Dans cette partie de l’hexagone, on peut fréquenter tout à la fois les bibliothèques-médiathèques de quartier (8 juste à Strasbourg), mais également les trois grandes médiathèques à l’échelle de l’agglomération, André-Malraux (Strasbourg), médiathèque ouest à Lingolsheim et sud à Illkirch, leurs étages, départements et centaines de milliers de références. A se demander si on n’est pas collectivement (nous qui payons des impôts pour alimenter ce service génial) complètement con de continuer à acheter autant… Bref, je m’en tiens à cette vague question avant que mes copines libraires ne me tombent sur le râble !

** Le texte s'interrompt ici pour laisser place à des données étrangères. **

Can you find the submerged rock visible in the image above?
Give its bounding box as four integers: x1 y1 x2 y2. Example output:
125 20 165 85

Avant SOSD : 150€ de livres par mois

Depuis la naissance des enfants, je fréquente sporadiquement les bibliothèques (et le bibliobus, place Arnold, dans le quartier de l’Observatoire). Naissance qui a coïncidé avec l’inauguration de la médiathèque André-Malraux, en 2008, vaisseau-amiral dont j’ai suivi (enceinte d’Alice) la mise en œuvre politique en tant que journaliste. J’ai été une fan de l’endroit dès la première heure, me souviens des visites de chantier avec la maire et le président de la communauté urbaine de l’époque, des plateaux nus en béton, des premiers jours d’ouverture, des premières critiques sur l’isolation thermique ou le personnel nécessaire soit-disant pléthorique.

En parallèle, je continuais à succomber à l’appel des librairies, dont j’ai toujours été une très bonne cliente (mmm… l’odeur de l’encre fraîche…). Ces dernières années, avec Marc, nous dépensions environ 150€ de livres par mois, au bas mot. Un rythme qui, outre le fait d’être ruineux , nous amenait à devoir désencombrer très régulièrement nos bibliothèques, de livres lus parfois, à peine ouverts, trop souvent. Si bien que ces deux dernières années, nous avons donné (poches, romans) ou vendu (bandes dessinées) près de 90% de notre stock. Beaucoup sont allés alimenter le fonds de la médiathèque de la Robertsau : heureuse je suis de pouvoir y retrouver mes nombreux livres sur l’écologie pratique et politique, parfois en tête de gondole !

Nous fréquentons 4 médiathèques différentes

Alors, c’est peu dire que la partie « sans achat de bien culturel » de notre défi SOSD est un immense challenge pour nous, salvateur pour nos finances. Elle met aussi un coup d’arrêt à mes opérations de tri puis de port de lourds sacs de livres jusqu’aux points de dépose. Surtout, la fréquentation des médiathèques est devenue centrale dans notre routine hebdomadaire.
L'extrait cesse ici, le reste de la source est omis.